[dropcap style=’circle’] A [/dropcap] s casas dos poetas são locais estranhos que devemos ter como sentinelas de energias cósmicas, pois dormitam lá os veios que desaguam dos seus lençóis freáticos. São espaços consagrados que nem sempre sabemos definir como espaços singulares. Impunemente não foram ocupados e deixaram um lastro de encanto na sua decadência que não tem preço, não se deve profanar e de todos os lares é este o mais enigmático e o que produz mais encanto nas nossas tenções emocionais. Se para tanto acrescer, as suas vidas difíceis, nem por isso perturba esse chão que parece mergulhado de um silêncio desconhecido de uma manifesta antecâmara de iniciados, pois tal como disse Safo: vedado é o choro na casa de um poeta/ nunca tal pesar se apartará de nós.

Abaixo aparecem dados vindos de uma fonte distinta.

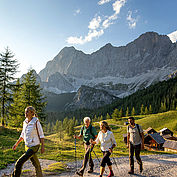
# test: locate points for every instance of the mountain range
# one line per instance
(118, 71)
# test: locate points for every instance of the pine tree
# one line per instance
(115, 114)
(8, 68)
(108, 116)
(150, 109)
(30, 95)
(71, 128)
(16, 114)
(121, 113)
(127, 112)
(142, 110)
(133, 111)
(60, 130)
(146, 112)
(48, 128)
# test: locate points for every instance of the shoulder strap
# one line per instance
(82, 129)
(38, 131)
(138, 129)
(91, 131)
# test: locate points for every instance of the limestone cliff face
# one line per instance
(90, 98)
(118, 71)
(148, 52)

Na volúpia das transacções imobiliárias que fazem agora das populações de uma cidade seres em via de uma grande debandada para dar lugar a moradores que nada têm a ver com a terra, os hábitos e sabemos que a cidade, se lhes acrescentarmos as casas em ruínas dos poetas que ao abandono são escombros em plena via citadina, é bem mais que uma moldura para negócios imobiliários. E é da casa do grande simbolista que agora falo que em ruína está prostrada no meio da multidão, talvez que nada saiba já do seu antigo habitante, pois que a mesma Nação que vende todas as casas já pouco sabe dos que nelas viveram, sobretudo se foram poetas: há tantos, não é? – Não, não é. – E os que têm essas casas que para aí andam são “caseiros” do acto poético que não é o mesmo que o lar de um deles.

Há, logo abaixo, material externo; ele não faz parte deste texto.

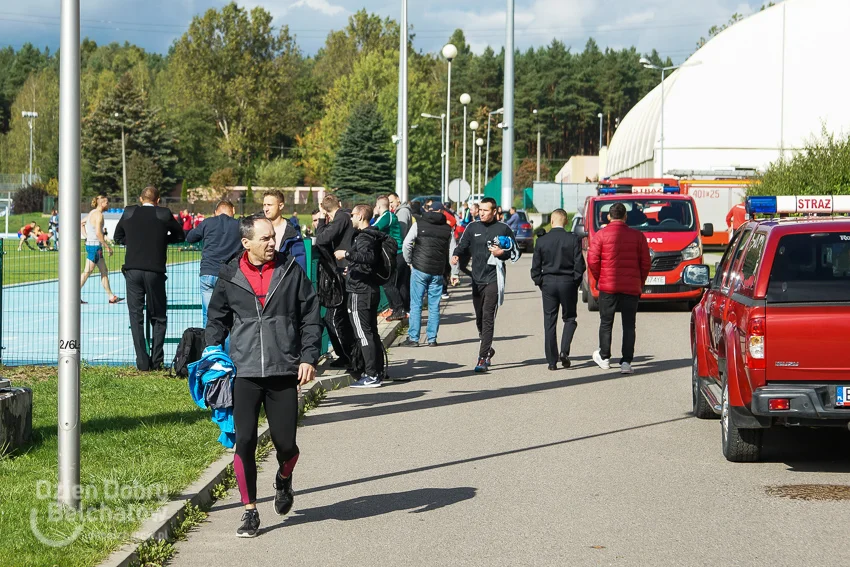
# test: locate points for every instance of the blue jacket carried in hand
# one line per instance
(211, 387)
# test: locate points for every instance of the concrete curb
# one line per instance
(161, 524)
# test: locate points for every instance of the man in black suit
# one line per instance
(557, 269)
(146, 231)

Saberão as gentes quando se inclinarem para transpor as portas daqueles de que agora falo, e se não souberem as casas, por mais caras que sejam, também não valerão nada. Sem um certo conhecimento destas coisas não há ninguém para habitar, nem as portas nos selam a raiz da nossa intimidade. Ao abandono ficaram muitas e se a de um Almeida Garrett deu lugar a um cubo habitacional depois de lhe retirarem os belos varandins , resvés à de Pessoa, que nem casa era, mas um quarto, onde fizeram um “filme” asséptico que o próprio desdenharia na sua configuração inapropriada. Não esqueçamos que o poeta é levemente como os gatos, gosta da casa, gosta do tempo das coisas que a desgastam e transformam. Mas estamos num país de movediços e de grandes “imóveis” de uma visão de habitat, estamos numa plataforma de gentes que não sabe honrar o seu legado mais bonito. Encheram-se de coisas para jogarem aos dados financeiros e tolheram a capacidade de reabilitar os sonhos.

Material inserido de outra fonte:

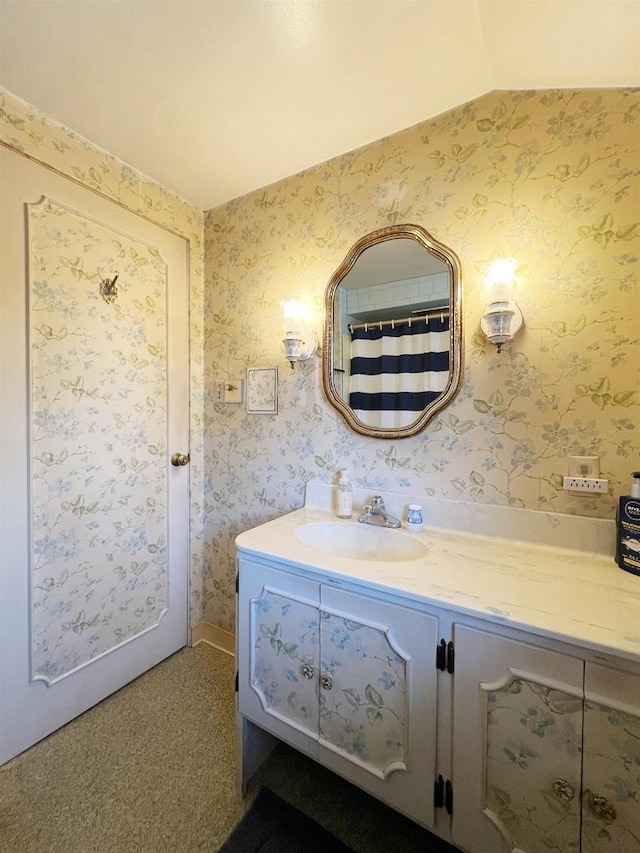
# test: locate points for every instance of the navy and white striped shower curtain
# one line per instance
(398, 369)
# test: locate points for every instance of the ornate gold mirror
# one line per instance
(392, 354)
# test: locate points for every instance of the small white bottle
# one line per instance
(415, 521)
(345, 496)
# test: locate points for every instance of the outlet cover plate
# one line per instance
(585, 485)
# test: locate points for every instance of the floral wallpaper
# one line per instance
(26, 129)
(87, 392)
(551, 178)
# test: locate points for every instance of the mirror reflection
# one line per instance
(392, 332)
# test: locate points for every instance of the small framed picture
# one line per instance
(262, 390)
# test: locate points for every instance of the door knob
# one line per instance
(179, 459)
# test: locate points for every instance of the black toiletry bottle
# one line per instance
(628, 528)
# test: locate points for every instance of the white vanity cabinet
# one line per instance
(346, 678)
(546, 750)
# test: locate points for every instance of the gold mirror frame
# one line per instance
(449, 259)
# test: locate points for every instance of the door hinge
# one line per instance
(438, 792)
(443, 794)
(445, 656)
(448, 796)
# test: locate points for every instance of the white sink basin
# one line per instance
(360, 541)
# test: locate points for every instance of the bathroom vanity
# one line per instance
(486, 687)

António Nobre morreu cedo, não tendo deixado nas paredes da sua casa grandes vestígios de obras nem aclimatado as salas com a sua inquietação. Talvez estivesse recolhido com a saúde que sabemos frágil e «Só» lá habitasse ele e o que estava em queda simbólica no seu um tanto desesperado estado. O desencanto simbolista tem muitas cartas escritas em surdina que nem todos leram pois que para os “poetas” das casas novas não interessa a relação entre os pares. Mas talvez pudesse interessar às Instituições, aos Ministérios, agora que há o da Cultura, mas a Cultura tal como a conhecemos talvez nem precise de casas, mas sim de Festivais e estes “pequenos arranjos” sejam sem dúvida coisas de somenos.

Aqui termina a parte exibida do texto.